Pour les touristes de marque, je recommande la pratique observée par les garde-côtes, modifiable suivant la saison de l'année, la température ou la distance des puits. La caravane des "hamla"(chameaux porte-bagages) se met en marche, avec les bagages lourds, à trois heures du matin. Les touristes se lèvent à l'aube, déjeunent, suivent les hamla et les rattrapent à midi. On déjeune et on se repose jusqu'à trois heures tandis que la caravane des hamla continue son chemin. L'après-midi, on fait encore deux heures à chameau, on rattrape les hamla et l'on trouve à l'étape le thé déjà préparé. Cette manière de voyager permet de couvrir confortablement de 40 à 30 kilomètres par jour, ce qui est amplement suffisant.

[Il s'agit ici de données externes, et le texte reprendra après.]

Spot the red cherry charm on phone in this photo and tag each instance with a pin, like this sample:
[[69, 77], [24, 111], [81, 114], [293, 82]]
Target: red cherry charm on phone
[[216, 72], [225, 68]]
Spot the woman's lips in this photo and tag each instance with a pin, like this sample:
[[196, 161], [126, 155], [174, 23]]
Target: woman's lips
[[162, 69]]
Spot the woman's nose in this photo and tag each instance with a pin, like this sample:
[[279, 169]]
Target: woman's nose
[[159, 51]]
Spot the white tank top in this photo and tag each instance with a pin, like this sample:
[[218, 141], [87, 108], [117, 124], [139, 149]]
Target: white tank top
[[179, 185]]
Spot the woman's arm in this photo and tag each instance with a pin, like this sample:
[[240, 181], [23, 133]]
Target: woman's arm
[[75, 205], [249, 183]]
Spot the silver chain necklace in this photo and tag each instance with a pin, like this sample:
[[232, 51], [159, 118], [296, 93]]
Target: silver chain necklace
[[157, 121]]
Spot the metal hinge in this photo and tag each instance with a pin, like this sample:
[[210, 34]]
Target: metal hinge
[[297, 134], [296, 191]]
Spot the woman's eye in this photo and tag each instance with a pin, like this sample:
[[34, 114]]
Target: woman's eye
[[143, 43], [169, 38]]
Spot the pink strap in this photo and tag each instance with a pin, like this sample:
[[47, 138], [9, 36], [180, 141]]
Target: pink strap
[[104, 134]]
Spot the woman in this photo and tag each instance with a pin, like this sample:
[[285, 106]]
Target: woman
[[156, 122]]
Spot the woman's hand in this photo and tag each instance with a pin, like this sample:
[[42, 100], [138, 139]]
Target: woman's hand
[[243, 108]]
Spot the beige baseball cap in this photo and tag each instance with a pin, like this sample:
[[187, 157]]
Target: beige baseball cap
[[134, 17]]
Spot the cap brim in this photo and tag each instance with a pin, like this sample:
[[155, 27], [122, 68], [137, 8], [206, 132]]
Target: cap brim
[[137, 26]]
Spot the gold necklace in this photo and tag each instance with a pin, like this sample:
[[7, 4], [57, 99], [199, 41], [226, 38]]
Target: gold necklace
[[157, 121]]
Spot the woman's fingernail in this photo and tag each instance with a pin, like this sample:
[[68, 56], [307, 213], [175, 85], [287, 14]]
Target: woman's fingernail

Le grand charme du désert n'est pas de battre un record de vitesse mais de jouir de la vie de camp. Avec de bons domestiques, 15 minutes après le signal de halte, un diner chaud et bien servi est préparé à l'abri d'une tente. Rien n'est plus calmant ni plus délicieux que la contemplation au cours des soirées et des nuits silencieuses du désert.
Le ravitaillement ne présente aucune difficulté. Il est moins coûteux qu'on ne le croirait. Le transport à dos de chameau est le meilleur marché qui existe.
Près de la côte, dans le Désert Libyque, la viande de mouton s'avarie facilement dans les quinze heures qui suivent l'abattage de l'animal, par suite de l'humidité. Mais l'air du Désert Arabique, même à peu de kilomètres de la côte, est si sec que les provisions ne se gâtent pas. Par de grandes chaleurs, la viande dessèche mais reste toujours comestible. La glace pour les boissons, bien enveloppée dans du papier et dans des couvertures de laine, dure de trois à quatre jours.
Cependant le désert devrait également être accessible aux touristes moins aisés qui, surtout s’il sont jeunes, trouveront qu'en dépit d’un confort médiocre la vie y a de très grands attraits."


extrait de Le tourisme dans les déserts d'Égypte, 1931, par André de Dumreicher bey, descendant d'une famille germano-danoise qui faisait partie de la communauté européenne d'Alexandrie depuis la fin du XVIIIe siècle. 
Il commanda, de 1900 (?) à 1910, le 'Camel Corps' des garde-côtes de l'administration égyptienne, unité évoluant à dos de chameau, dont la tâche était de sécuriser une frontière de plus de 4.000 kilomètres de long. 
Ses principales responsabilités, selon ses propres termes, étaient "de combattre la contrebande de haschich et de sel" sur le territoire égyptien, ainsi que d'empêcher le débarquement illégal de pèlerins sur la côte de la mer Rouge et le long du canal de Suez, principalement en raison du danger de choléra.
Il a en outre supervisé divers projets de construction, dont celle d'un nouveau port pour la flotte de pêche aux éponges et d'une nouvelle mosquée à Marsa Matrouh.